Data profiling and analysis
This function it usually less obvious because typically data profiling tools don't do transformations, but rather show some hard-coded statistics on data -- counts, uniqueness, distribution histograms, etc. QViewer is a typical example of such tool.

Data profiling with EasyMorph is different, because instead of using a fixed set of pre-defined hard-coded metrics you can calculate such metrics on the fly, and visualize them using drag-and-drop charts. While this approach sacrifices some simplicity (you might need, say, 3 clicks instead of 1 to calculate a metric) it enables much broader analysis and more precisely selected subsets of data thus providing way more flexibility than typical data profiling tools.

I can say that in my work I use EasyMorph for data analysis and profiling much more often that for ETL simply because new data transformations need to be designed once in a while (then they're just scheduled), but I do data analysis every day.

File conversion and mass operations with files
While file conversion is a rather obvious function (read a file in one format, write in another), the ability to conveniently perform mass manipulations with files (copying, renaming, archiving, uploading, etc.) is a surprising and underestimated function of EasyMorph. Really, who would expect that what supposedly is an ETL tool can be used for things like that? But since EasyMorph is a "data kitchen combine" rather than a typical ETL tool, this is exactly what it can be used for.

Since creating a list of files in a folder is as simple as dragging the folder into EasyMorph (recursive subfolder scanning is supported from version 3.0) you can get a list of, say, 40'000 files in 1000 folders in literally 5 seconds, sorted by size, creation time, folder and whatnot. Finding the biggest file? Just two clicks. Filter only spreadsheets? One more click. Exclude read-only? Another click.

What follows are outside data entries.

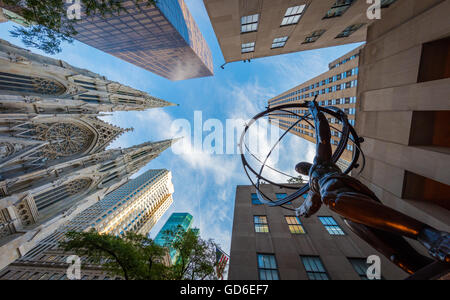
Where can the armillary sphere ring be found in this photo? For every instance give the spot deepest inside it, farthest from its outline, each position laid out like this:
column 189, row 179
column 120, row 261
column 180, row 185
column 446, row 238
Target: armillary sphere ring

Now add the capability of running an external application (or a Windows shell command) for each file (using iterations) with command line composed using a formula, and you get a perfect replacement for batch scripts to do mass renaming, copying, archiving, sending e-mails or anything else that can be done from the command line. And, just like batch scripts, EasyMorph projects themselves can be executed from the command line, so they can be triggered by a 3rd party application (e.g. scheduler).

EasyMorph has a number of workflow transformations, that actually don't transform anything but perform various actions like launching an external program, or even taking a pause for N seconds. Therefore, it's basically a visual workflow design tool with the capability of designing parallelized (e.g. parallel mass file conversion) and asynchronous processes.

Reporting
PDF reporting is the headline feature of version 3.0 and a new function of EasyMorph. The idea behind it was simple: sometimes a result of data analysis has to be shared, and PDF is the most universally used format for sharing documents. At this point, PDF reporting in EasyMorph is not meant to be pixel-perfect and its customization capabilities are rather limited. Instead, the accent was made on quickness of report creation in order to make it less time-consuming. We're testing the waters with this release, and the direction of future development will depend on feedback received from users.



Resume
While it might not count as a distinct function sometimes it's convenient to keep EasyMorph open just for ad hoc calculations, e.g. paste a list and find duplicates in it, or even dynamically generate parts of some script -- e.g. comma-separated lists of fields or values. As a "data kitchen combine" EasyMorph is not an application for a broad audience, but rather a professional tool for data analysts who work with data every day. And like with real-life kitchen combines some people use one function more often, some another. Pick yours.